On Thu, Sep 4, 2025, at 15:56, Larry Garfield wrote:
> On Wed, Sep 3, 2025, at 7:20 PM, Morgan wrote:
> > On 2025-09-04 09:23, Marc B. wrote:
> >>>
> >>> Attempting to use a backed value that is not a power-of-two would result 
> >>> in a compilation error. Bitwise operations are performed as though 
> >>> they’re performed on a regular integer.
> >>>
> >>> What do you think?
> >> 
> >> I think what we actually would need is an EnumSet which can be used with 
> >> any enum but (based on its ordinal) but this would play nicely together 
> >> with generics `new EnumSet<JsonOption>`.
> >> 
> >
> > Agreed; using enums-backed-by-powers-of-two is just a way to encode sets 
> > of values drawn from an enum (it's a way to enumerate the possible 
> > subsets of a set). It should be possible to have a set of Enum values 
> > for any Enum, rather than break the Enum type concept by exposing 
> > implementation details, and allow sets for some types but not others 
> > depending on how they are serialised.
> >
> > A class can be built in userspace as a "SetOfEnum"; or such a class 
> > could be added to the standard library; or even have, for each Enum 
> > declared, an EnumSet (final) class is also implicitly declared.
> 
> It feels like there's two different related topics here.
> 
> One is using enums as a way to define a set of bit flags rather than 
> constants.  I'm not sure if this is necessary, but if so, I'd expect a bit 
> more automation than the initial proposal here.  The statement that bitwise 
> operations would fall back to integer ops makes me think it falls into the 
> "fancy constants" category we have tried to avoid.
> 
> The other is enum sets, which I am very much in favor of but designing those 
> in a clean way is non-trivial.  My collections research with Derick a while 
> back included a `Set` type, which also supported operator overrides for the 
> |, <, <=, -, and other operators, so it did effectively give a very nice enum 
> set syntax.  Whether that is the optimal approach or not is unclear.  But an 
> Enum Set feature should work with any enum.  (And of course runs into the 
> eternal generics question.)
> 
> So, Rob, which one are you really talking about?
> 
> --Larry Garfield
> 

Hey Larry, Marc, Morgan,

You are all asking basically the same question; I think: "This looks like a 
leaky abstraction and could possibly be solved more elegantly?"

I think this is a fair observation and a fair question; but I think it is 
important not to have "magic". The power-of-two rule is to make it possible to 
work back how $enum->value === 15 (0x1111) even if you are completely new to 
the language.
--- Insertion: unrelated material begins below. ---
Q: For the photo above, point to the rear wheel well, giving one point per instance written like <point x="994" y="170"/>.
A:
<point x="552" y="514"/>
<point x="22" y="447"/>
If you just use some magical cardinal order, it is impossible to 
reserve ranges, handle communications with external systems, etc. I'm not 
opposed to it, however, especially when end-to-end values are in PHP itself. 
But, when you need to communicate with external systems, being able to have 
that control is *very* important.

After doing a bit more digging, it appears this can be handled entirely as an 
extension, so I think I'll just go that route for now.